Berechnung des Spritpreises irreführend

22.04.2022, 12:42 (CEST)

Die zuletzt sehr hohen Spritpreise bereiten vielen Autofahrern Sorge. Einige sehen bei der Regierung Handlungsbedarf und monierten, diese unternehme zu wenig gegen die «Wucherpreise». In sozialen Medien verbreitete Rechnungen, was ein Liter Benzin ohne Steuern etwa kosten würde, sind allerdings irreführend. So hieß es etwa zuletzt in einem Facebook-Posting (hier archiviert), der Liter Benzin würde ohne Steuern statt zwei Euro nur 60 Cent kosten. «Der Staat ist das Problem», wird geschlussfolgert.

Bewertung

In Österreich lag der Steueranteil für Benzin im Jahresdurchschnitt 2021 bei 54 Prozent. Die Besteuerung hat sich seither nicht verändert.

Fakten

Die Spritpreise setzen sich zum einen aus dem Produktpreis und einem Gewinnaufschlag, zum anderen aus der Mineralölsteuer (MöSt) und der Mehrwertsteuer (MwSt) zusammen, wie der ÖAMTC informiert. Für einen Liter Diesel liegt die MöSt in Österreich demnach bei 39,7 Cent und für einen Liter Benzin bei 48,2 Cent. Es handelt sich dabei um einen Fixbetrag, der immer in der gleichen Höhe anfällt - egal wie hoch der Spritpreis gerade ist.

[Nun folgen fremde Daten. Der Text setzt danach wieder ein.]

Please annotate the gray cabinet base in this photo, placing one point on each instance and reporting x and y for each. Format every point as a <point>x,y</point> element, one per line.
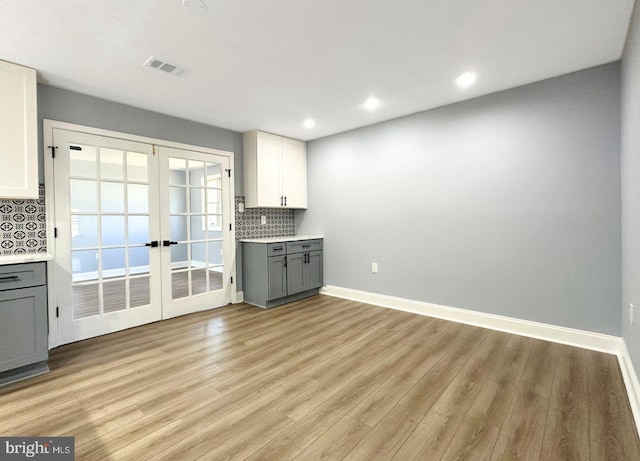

Der Mehrwertsteuersatz beträgt grundsätzlich 20 Prozent. Steigt der Nettopreis – also Produktpreis und Gewinnaufschlag – erhöhen sich auch die Steuerabgaben, da diese immer einen Prozentanteil des Preises in die Staatskasse spülen.

Im Facebook-Posting wird nun behauptet, dass der Liter Benzin ohne Steuerabgabe statt zwei Euro nur 60 Cent kosten würde. Das wären nur 30 Prozent vom Gesamtpreis, was bedeuten würde, dass 70 Prozent des Spritpreises Steuerabgaben wären. So hoch ist die Abgabe aber in Österreich nicht.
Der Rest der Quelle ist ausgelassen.